- Born: after 293
- Died: 350 Rome, Italy
- Spouse: Virius Nepotianus
- Issue: Nepotianus
- Dynasty: Constantinian
- Father: Constantius I
- Mother: Theodora

= Eutropia (sister of Constantine I) =

Daughter of Constantius I

Eutropia (Greek: Εύτροπία; died 350) was the daughter of Roman emperor Constantius Chlorus and Flavia Maximiana Theodora, and therefore half-sister of Constantine the Great. She was mother of the short-lived imperial pretender Nepotianus, and was probably killed alongside him by the rival usurper Magnentius in 350.

She was married to Virius Nepotianus, who had been consul in 336, and was a favourite of Constantine the Great.

== Death ==
She was murdered in 350 by Magnentius, alongside her son Nepotianus.

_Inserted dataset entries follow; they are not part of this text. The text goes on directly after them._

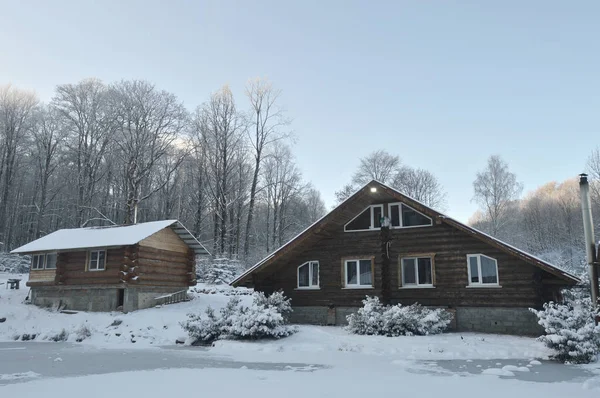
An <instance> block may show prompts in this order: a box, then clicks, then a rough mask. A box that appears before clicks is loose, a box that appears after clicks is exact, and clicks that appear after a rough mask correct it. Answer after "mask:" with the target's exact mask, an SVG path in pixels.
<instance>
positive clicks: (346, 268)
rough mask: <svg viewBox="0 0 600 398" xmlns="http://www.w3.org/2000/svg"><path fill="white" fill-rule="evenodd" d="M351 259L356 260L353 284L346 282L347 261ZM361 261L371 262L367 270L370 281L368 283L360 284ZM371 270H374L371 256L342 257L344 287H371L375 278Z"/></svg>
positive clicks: (353, 287)
mask: <svg viewBox="0 0 600 398" xmlns="http://www.w3.org/2000/svg"><path fill="white" fill-rule="evenodd" d="M351 261H355V262H356V283H353V284H349V283H348V263H349V262H351ZM361 261H368V262H369V263H370V264H371V266H370V268H369V270H370V272H371V283H370V284H368V285H361V283H360V262H361ZM373 271H374V270H373V258H368V257H362V258H348V259H344V288H346V289H372V288H373V282H374V279H375V275H374V272H373Z"/></svg>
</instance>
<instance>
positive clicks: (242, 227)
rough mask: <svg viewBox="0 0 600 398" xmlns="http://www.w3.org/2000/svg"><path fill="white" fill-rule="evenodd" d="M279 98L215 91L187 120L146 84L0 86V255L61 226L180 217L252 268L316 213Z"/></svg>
mask: <svg viewBox="0 0 600 398" xmlns="http://www.w3.org/2000/svg"><path fill="white" fill-rule="evenodd" d="M280 93H281V92H280V91H279V90H277V89H276V88H274V87H273V85H272V84H271V83H270V82H269V81H267V80H265V79H253V80H250V81H249V82H248V84H247V86H246V90H245V95H246V102H247V103H249V104H250V106H249V108H248V109H239V108H238V107H237V106H236V100H235V99H234V97H233V94H232V92H231V90H230V89H229V88H228V87H227V86H224V87H222V88H221V89H219V90H217V91H216V92H214V93H212V94H208V95H207V97H206V101H205V102H204V103H202V104H200V105H199V106H197V107H196V108H195V109H193V110H189V109H186V107H185V106H184V105H183V103H182V102H181V101H180V100H179V99H178V98H177V96H176V95H175V94H173V93H169V92H167V91H164V90H160V89H159V88H157V87H155V86H154V85H153V84H151V83H149V82H146V81H138V80H132V81H120V82H115V83H111V84H105V83H103V82H102V81H100V80H97V79H86V80H83V81H80V82H78V83H75V84H65V85H59V86H57V87H56V89H55V93H54V96H53V98H52V99H51V101H49V102H48V103H42V102H40V101H39V99H38V98H37V97H36V95H35V94H34V93H31V92H29V91H26V90H21V89H19V88H17V87H13V86H10V85H7V86H2V87H0V242H2V245H1V246H0V251H8V250H10V249H12V248H14V247H17V246H19V245H22V244H24V243H26V242H28V241H30V240H33V239H36V238H38V237H41V236H43V235H45V234H48V233H50V232H52V231H54V230H57V229H60V228H77V227H83V226H107V225H119V224H130V223H134V222H143V221H151V220H157V219H171V218H173V219H179V220H181V221H182V222H183V224H184V225H186V226H187V227H188V228H189V229H190V230H191V231H192V232H193V233H194V235H195V236H197V237H198V239H199V240H200V241H201V242H203V244H205V246H207V248H208V249H209V250H210V251H211V252H212V253H213V254H214V255H215V256H217V257H220V256H226V257H228V258H236V259H243V260H244V262H252V261H255V260H257V259H258V258H260V257H262V256H264V255H265V254H266V253H268V252H270V251H271V250H273V248H276V247H279V246H280V245H281V244H282V243H284V242H285V241H287V240H288V239H289V238H290V237H292V236H294V235H295V234H296V233H298V232H299V231H300V230H302V229H303V228H305V227H306V225H308V224H310V223H312V222H313V221H315V220H316V219H318V218H320V217H321V216H322V215H323V214H324V213H325V205H324V203H323V200H321V197H320V194H319V192H318V191H316V190H315V189H314V188H313V187H312V186H311V184H310V183H308V182H307V181H304V180H303V178H302V174H301V172H300V170H299V168H298V166H297V165H296V163H295V160H294V156H293V154H292V150H291V148H290V144H291V134H290V131H291V128H290V120H289V118H288V117H287V115H286V114H285V111H284V110H283V107H282V106H281V104H280V103H279V97H280Z"/></svg>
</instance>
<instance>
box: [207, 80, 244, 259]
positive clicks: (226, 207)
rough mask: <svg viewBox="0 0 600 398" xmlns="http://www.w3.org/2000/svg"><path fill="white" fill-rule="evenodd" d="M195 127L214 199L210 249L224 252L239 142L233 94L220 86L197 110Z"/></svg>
mask: <svg viewBox="0 0 600 398" xmlns="http://www.w3.org/2000/svg"><path fill="white" fill-rule="evenodd" d="M197 115H198V117H199V121H198V123H199V128H200V129H201V131H202V132H201V134H202V135H203V137H204V138H203V140H204V142H205V144H206V145H207V152H206V154H207V164H208V166H209V168H210V172H211V174H212V178H211V183H210V184H209V185H208V187H209V191H210V193H211V196H212V198H213V201H214V212H213V220H214V221H213V251H214V252H215V253H216V254H223V253H225V250H226V248H227V247H228V245H227V237H228V233H227V228H228V223H227V220H228V207H229V205H230V203H229V202H228V200H229V199H230V198H231V192H230V188H231V179H232V178H233V177H232V176H233V174H234V173H235V172H236V162H235V159H236V157H237V155H238V153H237V151H238V148H239V146H240V145H241V144H242V137H243V136H242V132H243V126H242V123H241V118H240V114H239V113H238V111H237V109H236V106H235V101H234V99H233V94H232V93H231V90H230V89H229V87H228V86H224V87H223V88H221V89H220V90H219V91H217V92H216V93H214V94H213V95H212V96H211V99H210V101H209V102H207V103H205V104H204V105H202V106H201V107H200V109H199V110H198V111H197Z"/></svg>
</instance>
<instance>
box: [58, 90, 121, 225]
mask: <svg viewBox="0 0 600 398" xmlns="http://www.w3.org/2000/svg"><path fill="white" fill-rule="evenodd" d="M106 93H107V88H106V86H105V85H104V84H103V83H102V82H101V81H100V80H97V79H86V80H82V81H81V82H79V83H77V84H64V85H61V86H58V87H57V88H56V95H55V97H54V99H53V101H52V106H53V107H54V108H55V109H57V110H58V112H60V114H61V115H62V117H63V119H64V123H65V127H66V128H67V130H68V131H69V133H70V135H71V140H70V150H71V152H74V156H75V164H76V176H77V182H76V185H77V187H76V188H77V199H76V214H75V223H76V225H77V226H81V225H82V224H83V222H84V218H86V215H87V214H89V211H90V208H93V207H94V206H95V205H96V203H94V199H95V198H96V197H97V192H96V184H97V183H98V182H99V181H100V180H101V179H102V178H103V176H104V171H105V170H104V169H103V166H104V165H105V163H104V155H105V154H106V151H107V149H108V146H109V142H110V140H111V138H112V137H111V129H110V127H111V119H110V118H111V116H112V115H111V114H110V113H109V112H107V102H106V100H107V97H106Z"/></svg>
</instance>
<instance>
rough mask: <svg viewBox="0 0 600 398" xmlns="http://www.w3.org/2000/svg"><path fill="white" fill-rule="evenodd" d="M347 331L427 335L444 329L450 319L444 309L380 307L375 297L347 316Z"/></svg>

Her murder is mentioned by Athanasius of Alexandria in his Apologia ad Constantium, written to Emperor Constantius II, among others who were killed by Magnentius:...butchering those who so kindly entertained me at Rome; for instance, your departed Aunt Eutropia, whose disposition answered to her name.

The source also indicates that she was an acquaintance of Athanasius, who met her when he previously stayed at Rome.